There's a third problem, which is that having a lot of negative dentries
can clog the hash chains. I tried to quantify this, and found a weird result:
root@...o-kvm:~# time for i in `seq 1 10000`; do cat /dev/null >/dev/zero; done
real 0m5.402s
user 0m4.361s
sys 0m1.230s
root@...o-kvm:~# time for i in `seq 1 10000`; do cat /dev/null >/dev/zero; done
real 0m5.572s
user 0m4.337s
sys 0m1.407s
root@...o-kvm:~# time for i in `seq 1 10000`; do cat /dev/null >/dev/zero; done
real 0m5.607s
user 0m4.522s
sys 0m1.342s
root@...o-kvm:~# time for i in `seq 1 10000`; do cat /dev/null >/dev/zero; done
real 0m5.599s
user 0m4.472s
sys 0m1.369s
root@...o-kvm:~# time for i in `seq 1 10000`; do cat /dev/null >/dev/zero; done
real 0m5.574s
user 0m4.498s
sys 0m1.300s
Pretty consistent system time, between about 1.3 and 1.4 seconds.
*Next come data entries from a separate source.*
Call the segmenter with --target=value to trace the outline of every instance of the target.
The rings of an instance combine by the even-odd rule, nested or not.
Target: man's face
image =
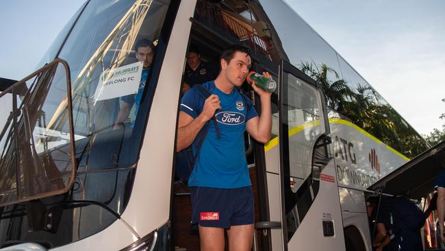
[[[233,58],[227,64],[222,60],[221,69],[226,78],[236,86],[241,86],[251,68],[251,57],[241,51],[235,52]]]
[[[187,64],[190,68],[195,68],[199,65],[201,56],[196,52],[189,52],[187,54]]]
[[[136,58],[139,62],[144,63],[142,68],[147,69],[150,67],[154,56],[155,53],[149,46],[138,47]]]

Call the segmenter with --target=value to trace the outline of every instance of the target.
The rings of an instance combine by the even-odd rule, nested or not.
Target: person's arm
[[[445,219],[445,188],[437,187],[437,214],[439,215],[439,228],[440,239],[445,242],[444,237],[444,219]]]
[[[268,73],[263,73],[263,75],[272,78]],[[272,93],[257,87],[255,82],[252,84],[252,88],[259,95],[261,113],[259,118],[256,117],[247,121],[246,124],[247,132],[257,141],[266,143],[270,139],[270,132],[272,131],[272,108],[270,106]]]
[[[205,122],[212,119],[217,109],[221,109],[219,98],[212,94],[205,99],[202,112],[195,119],[186,112],[179,112],[176,152],[179,152],[192,145]]]
[[[434,195],[431,198],[431,200],[429,201],[429,205],[428,206],[428,208],[425,210],[425,211],[423,213],[423,223],[424,224],[425,220],[428,219],[429,217],[429,215],[431,213],[432,211],[435,210],[437,208],[437,193],[434,193]],[[422,224],[423,226],[423,224]],[[421,226],[419,226],[421,228]]]
[[[376,248],[375,250],[376,251],[381,251],[386,245],[390,243],[390,241],[391,241],[391,239],[390,239],[390,237],[387,235],[383,240],[379,243],[378,246],[374,246]]]
[[[120,110],[118,113],[118,117],[114,122],[114,126],[113,126],[114,130],[119,129],[120,124],[125,122],[127,118],[128,118],[128,115],[130,114],[130,110],[131,110],[132,105],[124,101],[120,106]]]
[[[382,242],[385,237],[386,237],[386,228],[385,224],[383,223],[377,223],[377,232],[375,233],[375,237],[374,237],[374,241],[372,241],[373,246],[378,246],[380,242]]]

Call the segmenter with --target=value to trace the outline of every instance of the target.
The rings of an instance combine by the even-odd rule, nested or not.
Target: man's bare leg
[[[199,226],[201,251],[224,251],[224,228]]]
[[[253,224],[232,226],[227,230],[229,251],[251,251],[253,243]]]

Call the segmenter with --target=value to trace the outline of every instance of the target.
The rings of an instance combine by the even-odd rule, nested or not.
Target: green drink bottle
[[[256,82],[256,86],[268,93],[273,93],[277,88],[277,82],[274,80],[266,77],[264,75],[257,73],[255,71],[251,71],[246,78],[247,82],[252,84],[252,81]]]

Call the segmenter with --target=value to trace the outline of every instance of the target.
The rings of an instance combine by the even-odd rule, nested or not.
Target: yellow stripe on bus
[[[295,134],[296,133],[301,132],[307,128],[310,128],[318,125],[320,125],[320,121],[316,120],[314,121],[310,121],[310,122],[303,123],[302,125],[297,126],[292,128],[290,130],[289,130],[289,137],[291,137],[292,135]],[[264,152],[267,152],[271,150],[272,148],[275,147],[277,145],[278,145],[278,136],[276,136],[272,139],[271,139],[269,142],[266,143],[266,145],[264,145]]]
[[[361,132],[363,134],[367,136],[368,138],[371,139],[372,140],[374,141],[379,144],[384,144],[385,147],[390,151],[394,152],[395,154],[398,156],[399,157],[403,158],[404,160],[407,161],[409,161],[409,158],[405,156],[405,155],[400,154],[400,152],[397,152],[395,149],[391,147],[390,146],[385,144],[383,143],[381,141],[380,141],[379,139],[374,137],[374,136],[371,135],[369,134],[368,132],[365,131],[364,130],[360,128],[359,127],[357,126],[355,124],[344,120],[344,119],[329,119],[329,123],[340,123],[342,125],[345,126],[349,126],[351,127],[353,127],[354,129],[357,130],[357,131]],[[320,121],[311,121],[308,122],[302,125],[297,126],[293,128],[292,128],[289,131],[289,137],[292,136],[292,135],[295,134],[297,132],[301,132],[302,130],[312,127],[314,126],[318,126],[320,125]],[[278,145],[278,136],[276,136],[273,138],[272,140],[270,140],[269,142],[268,142],[266,145],[264,145],[264,152],[268,152],[272,148],[275,147]]]

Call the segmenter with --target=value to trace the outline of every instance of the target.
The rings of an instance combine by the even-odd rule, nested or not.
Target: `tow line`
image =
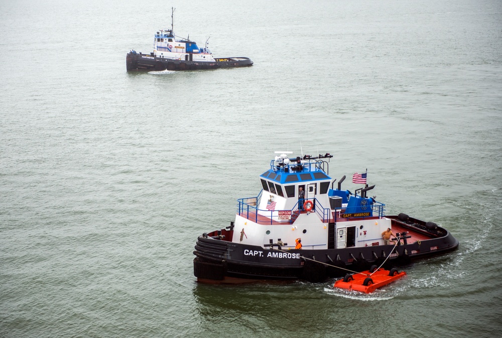
[[[332,265],[327,263],[320,262],[311,258],[307,258],[304,256],[301,256],[300,257],[303,259],[308,260],[327,265],[328,266],[331,266],[353,273],[353,274],[347,273],[342,279],[340,279],[335,282],[334,284],[333,285],[334,287],[353,290],[354,291],[358,291],[365,293],[370,293],[376,289],[396,281],[398,279],[402,278],[406,275],[406,272],[404,271],[400,272],[396,268],[393,268],[390,270],[382,268],[382,267],[387,261],[387,260],[391,256],[391,254],[392,254],[397,246],[399,243],[399,238],[398,239],[398,240],[396,241],[392,251],[391,251],[391,254],[387,256],[380,266],[377,267],[376,265],[373,265],[369,270],[361,272],[353,271],[348,269]],[[282,251],[283,252],[287,252],[281,249],[276,250]]]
root@...o-kvm:~# grep dentry /proc/slabinfo
dentry 20394 21735 192 21 1 : tunables 0 0 0 : slabdata 1035 1035 0
root@...o-kvm:~# time for i in `seq 1 10000`; do cat /dev/null >/dev/zero; done
real 0m5.515s
user 0m4.353s
sys 0m1.359s
At this point, we have 20k dentries allocated.
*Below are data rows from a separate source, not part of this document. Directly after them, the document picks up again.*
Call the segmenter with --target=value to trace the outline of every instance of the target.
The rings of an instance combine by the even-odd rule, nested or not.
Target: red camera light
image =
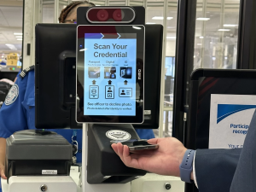
[[[100,9],[97,13],[97,18],[101,21],[105,21],[108,19],[108,13],[106,9]]]
[[[90,23],[131,23],[135,19],[135,11],[131,7],[92,7],[87,11],[86,19]]]
[[[113,13],[113,19],[116,21],[121,21],[125,17],[125,13],[120,9],[116,9]]]

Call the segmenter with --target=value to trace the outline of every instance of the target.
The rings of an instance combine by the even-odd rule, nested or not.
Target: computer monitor
[[[146,25],[145,120],[142,125],[134,125],[135,128],[159,127],[162,32],[160,25]],[[78,97],[82,98],[79,95],[84,94],[84,89],[79,81],[84,79],[79,79],[77,82],[77,96],[75,67],[76,25],[38,24],[35,69],[37,128],[82,128],[75,121],[75,101]],[[108,79],[117,75],[113,68],[105,72],[104,77]],[[93,79],[98,77],[96,67],[93,67],[88,75]],[[129,75],[129,72],[125,75]],[[79,73],[78,76],[81,76]]]

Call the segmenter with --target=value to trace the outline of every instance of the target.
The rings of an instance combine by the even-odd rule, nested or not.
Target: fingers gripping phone
[[[110,144],[121,143],[123,145],[127,145],[130,151],[156,149],[158,144],[149,144],[147,139],[131,139],[128,141],[110,141]]]

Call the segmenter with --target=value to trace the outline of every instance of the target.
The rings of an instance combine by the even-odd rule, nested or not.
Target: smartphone
[[[158,144],[152,145],[149,144],[147,139],[131,139],[128,141],[110,141],[110,144],[121,143],[123,145],[127,145],[130,151],[137,151],[137,150],[147,150],[147,149],[156,149],[158,148]]]

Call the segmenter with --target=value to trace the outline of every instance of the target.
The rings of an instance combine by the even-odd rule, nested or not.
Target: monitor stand
[[[131,192],[131,182],[126,183],[90,184],[87,183],[88,124],[83,124],[82,192]]]

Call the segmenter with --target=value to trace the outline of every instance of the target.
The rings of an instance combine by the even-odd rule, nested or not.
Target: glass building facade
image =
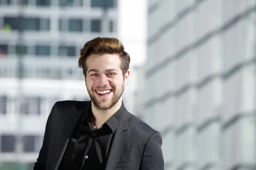
[[[255,170],[255,1],[148,2],[142,116],[165,169]]]

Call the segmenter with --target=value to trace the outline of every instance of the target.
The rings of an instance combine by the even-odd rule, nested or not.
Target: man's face
[[[91,54],[86,60],[86,88],[96,108],[107,110],[122,101],[130,71],[124,77],[118,55]]]

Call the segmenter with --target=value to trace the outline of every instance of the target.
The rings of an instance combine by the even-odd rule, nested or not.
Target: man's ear
[[[127,85],[127,84],[128,83],[129,76],[130,76],[130,70],[128,70],[125,74],[125,85]]]

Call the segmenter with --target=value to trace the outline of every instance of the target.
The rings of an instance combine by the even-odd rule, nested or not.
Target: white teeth
[[[107,91],[97,91],[97,93],[98,93],[99,94],[105,94],[106,93],[110,93],[110,91],[109,90],[107,90]]]

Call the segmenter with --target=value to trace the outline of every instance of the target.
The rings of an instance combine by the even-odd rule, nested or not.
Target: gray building
[[[142,117],[166,170],[256,168],[256,2],[148,0]]]

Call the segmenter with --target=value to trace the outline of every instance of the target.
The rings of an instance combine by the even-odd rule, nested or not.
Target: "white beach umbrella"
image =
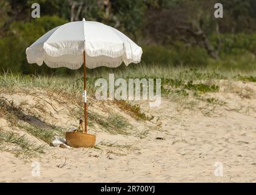
[[[78,69],[84,64],[85,129],[87,129],[86,68],[117,67],[140,62],[141,48],[119,30],[104,24],[68,23],[49,31],[26,51],[27,62],[51,68]]]

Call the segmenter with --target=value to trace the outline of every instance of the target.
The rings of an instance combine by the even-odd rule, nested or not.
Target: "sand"
[[[204,104],[185,108],[167,97],[162,97],[160,106],[155,108],[140,102],[146,113],[155,116],[145,122],[107,104],[102,112],[106,108],[115,110],[138,130],[148,131],[147,136],[111,135],[96,126],[89,128],[89,132],[96,135],[96,144],[104,141],[115,145],[101,146],[101,149],[48,146],[46,154],[28,161],[1,152],[0,182],[255,182],[255,91],[254,83],[237,82],[230,86],[223,81],[220,91],[207,94],[227,102],[214,110],[207,110]],[[244,97],[246,94],[249,97]],[[30,102],[37,101],[27,93],[2,96],[17,101],[21,96]],[[63,115],[61,122],[55,119],[57,125],[66,128],[75,125],[68,109],[55,104],[59,112],[51,112],[58,119]],[[101,104],[93,104],[90,109],[100,112]],[[4,116],[0,116],[0,127],[23,132],[10,127]],[[35,176],[33,162],[39,163],[40,176]],[[216,176],[216,169],[220,168],[215,166],[216,162],[223,166],[222,176]]]

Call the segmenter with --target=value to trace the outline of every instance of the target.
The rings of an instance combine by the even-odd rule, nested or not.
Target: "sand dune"
[[[89,111],[107,116],[111,110],[126,118],[134,129],[126,135],[114,135],[95,124],[89,132],[97,135],[98,147],[68,149],[48,145],[46,154],[27,160],[2,151],[0,182],[254,182],[256,85],[220,82],[219,92],[205,96],[218,98],[225,105],[213,108],[200,102],[192,106],[190,99],[177,102],[166,97],[162,97],[160,106],[155,108],[140,102],[143,110],[154,116],[147,122],[136,120],[111,102],[91,100]],[[71,113],[73,105],[66,105],[64,99],[58,102],[43,96],[52,104],[40,101],[44,104],[43,112],[39,107],[32,107],[40,101],[33,90],[1,96],[13,100],[16,105],[27,99],[29,104],[23,105],[24,113],[39,113],[47,124],[64,129],[77,124]],[[26,134],[38,144],[43,143],[22,128],[12,126],[2,115],[0,127]],[[40,176],[32,175],[35,161],[40,163]],[[216,162],[223,166],[222,176],[215,175]]]

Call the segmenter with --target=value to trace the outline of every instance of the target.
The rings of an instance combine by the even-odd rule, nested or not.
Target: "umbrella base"
[[[96,135],[82,132],[66,132],[66,141],[73,147],[89,147],[95,146]]]

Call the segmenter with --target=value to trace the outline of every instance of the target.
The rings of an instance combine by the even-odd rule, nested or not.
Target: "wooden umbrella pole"
[[[87,133],[87,106],[86,93],[86,66],[85,66],[85,51],[84,51],[84,105],[85,105],[85,130]]]

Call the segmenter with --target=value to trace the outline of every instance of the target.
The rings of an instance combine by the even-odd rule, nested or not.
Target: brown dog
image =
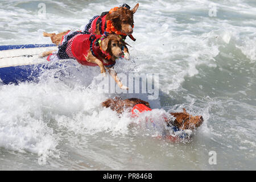
[[[136,98],[123,100],[120,97],[115,97],[114,99],[109,98],[101,104],[104,107],[110,107],[118,113],[122,114],[125,109],[131,109],[133,106],[138,104],[144,104],[150,108],[148,102]],[[166,120],[166,122],[168,125],[175,126],[179,130],[193,130],[199,127],[204,121],[201,115],[192,116],[187,113],[185,109],[183,109],[183,113],[170,113],[170,114],[176,119],[175,121]]]
[[[101,36],[82,34],[79,32],[68,32],[67,33],[70,36],[67,40],[63,38],[66,36],[64,33],[57,35],[44,33],[44,36],[49,36],[56,44],[59,44],[59,38],[61,36],[61,39],[64,40],[60,43],[57,52],[54,53],[55,55],[52,55],[52,52],[56,51],[52,51],[43,52],[42,56],[48,56],[48,60],[51,57],[57,57],[60,59],[74,59],[82,65],[98,65],[104,76],[106,68],[121,89],[128,89],[123,85],[113,69],[115,60],[123,55],[122,48],[126,44],[119,36],[110,34]]]
[[[94,16],[90,20],[82,31],[87,34],[103,35],[106,31],[109,34],[115,34],[121,35],[123,39],[127,35],[131,36],[133,32],[134,20],[133,14],[139,7],[137,3],[134,7],[130,10],[126,7],[115,7],[108,12],[102,13],[101,16]],[[55,34],[43,32],[44,36],[49,36],[53,44],[59,46],[61,44],[63,36],[68,32],[69,30]],[[132,38],[133,37],[131,36]],[[133,38],[134,40],[135,39]],[[130,54],[126,45],[124,46],[124,57],[129,59]]]

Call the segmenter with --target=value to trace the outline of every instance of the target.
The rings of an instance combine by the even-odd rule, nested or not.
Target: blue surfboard
[[[57,49],[55,44],[0,46],[0,82],[4,84],[36,81],[44,69],[49,69],[46,58],[38,55]]]

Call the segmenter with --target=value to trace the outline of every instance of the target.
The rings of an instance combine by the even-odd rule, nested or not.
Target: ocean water
[[[82,28],[123,2],[1,0],[0,45],[51,43],[43,31]],[[101,93],[98,68],[75,63],[0,85],[0,170],[256,169],[256,1],[126,2],[137,2],[131,59],[116,70],[159,74],[159,97]],[[204,122],[189,141],[158,139],[101,107],[115,95],[149,101],[152,117],[185,107]]]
Now, pollute the dcache with names that don't exist:
root@...o-kvm:~# for i in `seq 1 100000`; do cat /dev/null$i >/dev/zero; done 2>/dev/null
root@...o-kvm:~# grep dentry /proc/slabinfo
dentry 20605 21735 192 21 1 : tunables 0 0 0 : slabdata 1035 1035 0
Huh. We've kept the number of dentries pretty constant. Still, maybe the
bad dentries have pushed out the good ones.
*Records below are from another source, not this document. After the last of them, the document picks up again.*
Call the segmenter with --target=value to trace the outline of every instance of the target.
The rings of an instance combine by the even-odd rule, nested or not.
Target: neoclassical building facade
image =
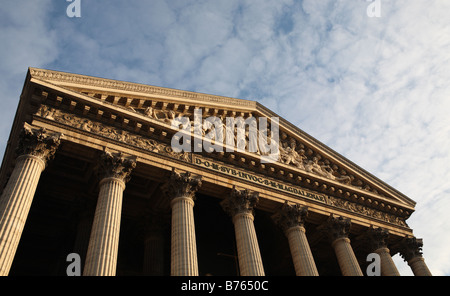
[[[249,126],[244,149],[222,151],[195,149],[227,144],[213,127],[184,126],[192,149],[176,151],[173,122],[195,112],[224,126],[278,118],[254,101],[30,68],[0,171],[0,274],[66,275],[75,253],[82,275],[363,276],[378,254],[395,276],[399,253],[431,275],[406,223],[413,200],[283,118],[272,162],[249,149]]]

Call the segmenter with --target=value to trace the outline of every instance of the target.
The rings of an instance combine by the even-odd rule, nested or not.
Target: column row
[[[34,193],[46,162],[53,157],[61,135],[48,133],[25,124],[21,134],[14,170],[0,199],[0,275],[11,268]],[[99,162],[99,195],[90,232],[83,275],[115,275],[120,235],[123,192],[130,178],[136,158],[105,151]],[[201,177],[191,173],[172,171],[164,191],[171,199],[171,275],[198,275],[194,222],[195,193],[201,187]],[[221,206],[234,225],[241,275],[262,276],[264,267],[254,226],[254,208],[259,200],[257,192],[233,188]],[[297,275],[316,276],[317,267],[305,233],[307,208],[285,203],[272,216],[284,231]],[[330,239],[343,275],[361,276],[348,238],[350,220],[331,215],[318,228]],[[373,252],[380,255],[382,275],[399,275],[389,249],[388,233],[370,229],[369,241]],[[156,244],[148,240],[148,249]],[[415,275],[431,275],[420,249],[422,241],[406,238],[399,252]]]

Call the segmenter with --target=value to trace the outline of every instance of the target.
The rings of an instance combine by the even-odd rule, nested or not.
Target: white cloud
[[[417,201],[426,262],[450,274],[450,2],[82,1],[77,20],[50,3],[2,4],[10,102],[28,66],[258,100]]]

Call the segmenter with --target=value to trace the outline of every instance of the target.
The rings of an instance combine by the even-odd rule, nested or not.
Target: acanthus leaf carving
[[[45,128],[37,128],[25,123],[16,153],[37,156],[46,162],[54,157],[61,143],[61,137],[61,133],[48,132]]]

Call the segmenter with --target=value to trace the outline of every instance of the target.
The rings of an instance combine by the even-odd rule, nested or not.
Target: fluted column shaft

root@...o-kvm:~# time for i in `seq 1 10000`; do cat /dev/null >/dev/zero; done
real 0m6.644s
user 0m4.921s
sys 0m1.946s
root@...o-kvm:~# time for i in `seq 1 10000`; do cat /dev/null >/dev/zero; done
real 0m6.676s
user 0m5.004s
sys 0m1.909s
root@...o-kvm:~# time for i in `seq 1 10000`; do cat /dev/null >/dev/zero; done
real 0m6.662s
user 0m4.980s
sys 0m1.916s
root@...o-kvm:~# time for i in `seq 1 10000`; do cat /dev/null >/dev/zero; done
real 0m6.714s
user 0m4.973s
sys 0m1.986s
Well, we certainly made it suck. Up to a pretty consistent 1.9-2.0 seconds
of kernel time, or 50% worse. We've also made user time worse, somehow.
Anyhow, I should write a proper C program to measure this. But I thought
I'd share this raw data with you now to demonstrate that dcache pollution
is a real problem today, even on a machine with 2GB.